Paper No. 196-1
Presentation Time: 2:00 PM-6:00 PM
SEABIRD TRANSFER OF MARINE MICROPLASTIC FIBERS TO TERRESTRIAL SOILS VIA THE ACCUMULATION OF GUANO AT PALMYRA ATOLL, NORTHERN LINE ISLANDS, CENTRAL PACIFIC OCEAN
WEGMANN, Karl W.1, WEGMANN, Alex S.2 and JONES, Breonna2, (1)North Carolina State University, Marine, Earth and Atmospheric Sciences, 2800 Faucette DR, Campus Box 8202, Raleigh, NC 27695, (2)The Nature Conservancy in California, 830 S St., Sacramento, CA 95811
Plastic pollution and its physical breakdown affect nearly every marine and freshwater ecosystem. In the Pacific Ocean, plastic debris accumulates at high concentrations in coastal waters near population centers, in gyre-controlled oceanic “garbage patches,” and in lithic and organic sediments of nearly every beach and estuary surveyed to date. Away from the gyre-induced garbage patches, concentrations of microplastic particles (MPs; < 5mm) in surface waters of the open Pacific Ocean are exceedingly low; however, bioaccumulation through the oceanic food chain is occurring. This study investigates the animal transfer and accumulation of MPs from the ocean to terrestrial soils at Palmyra Atoll (“Palmyra”), a U.S. territory in the Northern Line Islands Archipelago (5.88°, -162.08°). We document the ocean-to-terrestrial transfer of microplastic fibers through an analysis of the excrement (guano) collected from beneath roosting and nesting sites inhabited by Palmyra’s resident population of ~25,000 Red-footed Booby,
Sula sula (RFBO). RFBOs are tree-nesting, obligate marine foragers that prey exclusively on flying fish and squid on daily flights, averaging 60 km from the atoll. To our knowledge, this is the first study to document the transfer of marine microplastic particles to the soils of tropical atoll ecosystems following a two-vector (minimum) transport process involving marine prey and predatory birds.

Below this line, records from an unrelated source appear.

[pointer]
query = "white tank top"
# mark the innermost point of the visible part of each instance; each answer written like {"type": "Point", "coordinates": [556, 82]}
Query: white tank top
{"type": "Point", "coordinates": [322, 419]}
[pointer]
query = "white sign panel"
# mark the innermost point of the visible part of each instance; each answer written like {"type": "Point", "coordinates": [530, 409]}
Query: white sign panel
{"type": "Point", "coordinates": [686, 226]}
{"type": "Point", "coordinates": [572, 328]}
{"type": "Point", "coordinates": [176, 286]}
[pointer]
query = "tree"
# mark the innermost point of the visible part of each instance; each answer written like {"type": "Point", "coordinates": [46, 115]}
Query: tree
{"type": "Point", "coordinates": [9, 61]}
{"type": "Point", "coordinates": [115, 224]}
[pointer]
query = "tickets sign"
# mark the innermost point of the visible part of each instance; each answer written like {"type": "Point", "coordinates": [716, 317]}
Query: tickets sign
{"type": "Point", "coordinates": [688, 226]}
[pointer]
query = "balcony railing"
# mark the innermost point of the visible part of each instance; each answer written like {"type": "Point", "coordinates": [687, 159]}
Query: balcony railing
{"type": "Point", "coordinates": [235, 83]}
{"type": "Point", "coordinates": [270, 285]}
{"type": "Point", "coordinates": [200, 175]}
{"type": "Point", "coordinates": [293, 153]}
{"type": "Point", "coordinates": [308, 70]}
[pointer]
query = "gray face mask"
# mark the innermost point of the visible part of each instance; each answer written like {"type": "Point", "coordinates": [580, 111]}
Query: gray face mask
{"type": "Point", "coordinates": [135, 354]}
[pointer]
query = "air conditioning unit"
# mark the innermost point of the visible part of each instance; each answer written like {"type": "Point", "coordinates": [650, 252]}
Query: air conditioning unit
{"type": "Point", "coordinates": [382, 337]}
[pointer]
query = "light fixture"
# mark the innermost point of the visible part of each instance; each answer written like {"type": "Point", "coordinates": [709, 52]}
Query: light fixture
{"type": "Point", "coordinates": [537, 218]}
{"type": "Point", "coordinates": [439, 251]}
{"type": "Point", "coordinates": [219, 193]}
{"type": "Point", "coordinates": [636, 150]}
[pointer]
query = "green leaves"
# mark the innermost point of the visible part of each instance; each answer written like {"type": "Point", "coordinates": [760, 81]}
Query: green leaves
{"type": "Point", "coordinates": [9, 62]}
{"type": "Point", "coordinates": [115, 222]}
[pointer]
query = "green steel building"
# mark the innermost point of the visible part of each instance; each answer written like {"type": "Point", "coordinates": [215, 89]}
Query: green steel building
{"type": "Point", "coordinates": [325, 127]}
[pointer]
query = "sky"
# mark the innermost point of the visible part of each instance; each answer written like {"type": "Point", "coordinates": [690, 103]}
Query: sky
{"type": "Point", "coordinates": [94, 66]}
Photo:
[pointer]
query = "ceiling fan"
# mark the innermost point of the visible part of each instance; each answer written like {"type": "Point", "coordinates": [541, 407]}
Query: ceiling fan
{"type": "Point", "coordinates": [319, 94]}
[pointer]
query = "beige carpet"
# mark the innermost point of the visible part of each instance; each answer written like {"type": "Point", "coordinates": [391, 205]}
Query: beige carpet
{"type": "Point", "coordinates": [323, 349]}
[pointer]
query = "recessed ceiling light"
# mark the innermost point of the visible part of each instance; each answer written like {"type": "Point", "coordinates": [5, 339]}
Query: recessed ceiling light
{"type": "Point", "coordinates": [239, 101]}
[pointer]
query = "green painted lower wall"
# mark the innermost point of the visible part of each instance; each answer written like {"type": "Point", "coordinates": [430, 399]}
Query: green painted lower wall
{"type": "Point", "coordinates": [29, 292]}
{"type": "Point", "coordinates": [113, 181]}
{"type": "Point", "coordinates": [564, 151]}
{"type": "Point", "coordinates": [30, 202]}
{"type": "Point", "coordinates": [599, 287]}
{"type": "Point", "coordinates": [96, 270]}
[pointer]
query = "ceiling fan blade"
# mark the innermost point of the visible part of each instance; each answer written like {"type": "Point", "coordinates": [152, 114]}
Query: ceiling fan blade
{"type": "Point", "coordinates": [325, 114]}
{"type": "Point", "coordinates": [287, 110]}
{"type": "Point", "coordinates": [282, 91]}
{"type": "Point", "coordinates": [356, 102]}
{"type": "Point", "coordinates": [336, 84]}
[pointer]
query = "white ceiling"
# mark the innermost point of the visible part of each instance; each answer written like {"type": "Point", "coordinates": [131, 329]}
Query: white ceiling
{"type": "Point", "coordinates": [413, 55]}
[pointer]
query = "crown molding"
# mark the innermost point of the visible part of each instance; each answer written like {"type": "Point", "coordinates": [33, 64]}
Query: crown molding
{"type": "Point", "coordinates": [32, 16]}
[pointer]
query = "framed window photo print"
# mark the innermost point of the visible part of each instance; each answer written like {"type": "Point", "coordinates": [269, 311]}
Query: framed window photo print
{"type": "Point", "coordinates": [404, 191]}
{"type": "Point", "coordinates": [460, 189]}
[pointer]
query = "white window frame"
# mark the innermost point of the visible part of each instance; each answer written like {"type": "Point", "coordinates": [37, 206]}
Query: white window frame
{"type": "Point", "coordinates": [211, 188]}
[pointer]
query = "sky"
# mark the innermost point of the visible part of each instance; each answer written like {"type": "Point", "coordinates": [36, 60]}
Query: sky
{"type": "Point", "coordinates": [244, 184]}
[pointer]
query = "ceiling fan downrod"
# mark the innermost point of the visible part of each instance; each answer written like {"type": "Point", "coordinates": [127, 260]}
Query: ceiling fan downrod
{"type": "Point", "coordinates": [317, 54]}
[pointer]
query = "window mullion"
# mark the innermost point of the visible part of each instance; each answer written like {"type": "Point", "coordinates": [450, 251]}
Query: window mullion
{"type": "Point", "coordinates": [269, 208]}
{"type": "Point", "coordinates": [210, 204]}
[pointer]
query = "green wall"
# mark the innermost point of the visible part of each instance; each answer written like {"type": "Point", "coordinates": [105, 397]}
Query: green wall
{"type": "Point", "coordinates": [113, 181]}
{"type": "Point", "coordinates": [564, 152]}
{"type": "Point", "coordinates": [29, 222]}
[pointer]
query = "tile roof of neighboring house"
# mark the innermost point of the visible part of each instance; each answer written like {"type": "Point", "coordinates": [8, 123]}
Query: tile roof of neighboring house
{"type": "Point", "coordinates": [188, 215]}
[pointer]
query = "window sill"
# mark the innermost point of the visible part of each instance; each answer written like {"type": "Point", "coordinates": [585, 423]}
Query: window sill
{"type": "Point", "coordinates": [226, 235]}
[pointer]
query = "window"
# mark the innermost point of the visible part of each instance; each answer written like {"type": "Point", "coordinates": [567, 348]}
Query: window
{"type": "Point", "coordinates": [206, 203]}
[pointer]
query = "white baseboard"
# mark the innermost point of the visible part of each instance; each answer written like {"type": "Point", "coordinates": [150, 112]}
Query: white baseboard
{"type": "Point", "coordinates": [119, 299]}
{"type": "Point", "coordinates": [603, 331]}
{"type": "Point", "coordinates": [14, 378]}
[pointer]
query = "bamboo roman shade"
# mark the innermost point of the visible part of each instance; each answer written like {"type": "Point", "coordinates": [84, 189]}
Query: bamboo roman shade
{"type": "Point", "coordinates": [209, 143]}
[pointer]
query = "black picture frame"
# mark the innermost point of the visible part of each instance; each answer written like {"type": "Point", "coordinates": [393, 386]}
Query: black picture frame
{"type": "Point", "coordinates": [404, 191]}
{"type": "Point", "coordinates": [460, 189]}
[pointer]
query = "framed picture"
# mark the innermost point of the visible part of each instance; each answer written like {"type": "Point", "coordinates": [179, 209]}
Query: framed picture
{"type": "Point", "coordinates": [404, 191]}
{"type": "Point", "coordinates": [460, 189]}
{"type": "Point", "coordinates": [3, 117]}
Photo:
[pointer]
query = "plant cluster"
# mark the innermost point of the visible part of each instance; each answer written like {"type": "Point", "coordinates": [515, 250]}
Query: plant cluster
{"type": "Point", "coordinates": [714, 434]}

RFBO guano was collected from stems and leaves below six nesting sites across the atoll. Guano samples were dried, weighed (0.72 kg total), and prepared via wet oxidation. Microplastic fibers were detected via stereo microscope and analyzed for chemical composition via Raman spectroscopy. Guano from all six sampling locations contained microplastics, averaging 0.2 (0.04 – 0.61) MP fibers/g of dry guano. Polyethylene terephthalate (PET) was the dominant observed plastic. RFBOs add ~140 dry tons of guano to Palmyra’s soils annually, and this quantity of excrement likely contains 26-30 x 106 microplastic fibers. Our results indicate that even exceedingly remote terrestrial oceanic ecosystems are not immune from the sedimentary accumulation of long-lived synthetic fibers, despite being located thousands of kilometers from hotspots of plastic waste injection and accumulation.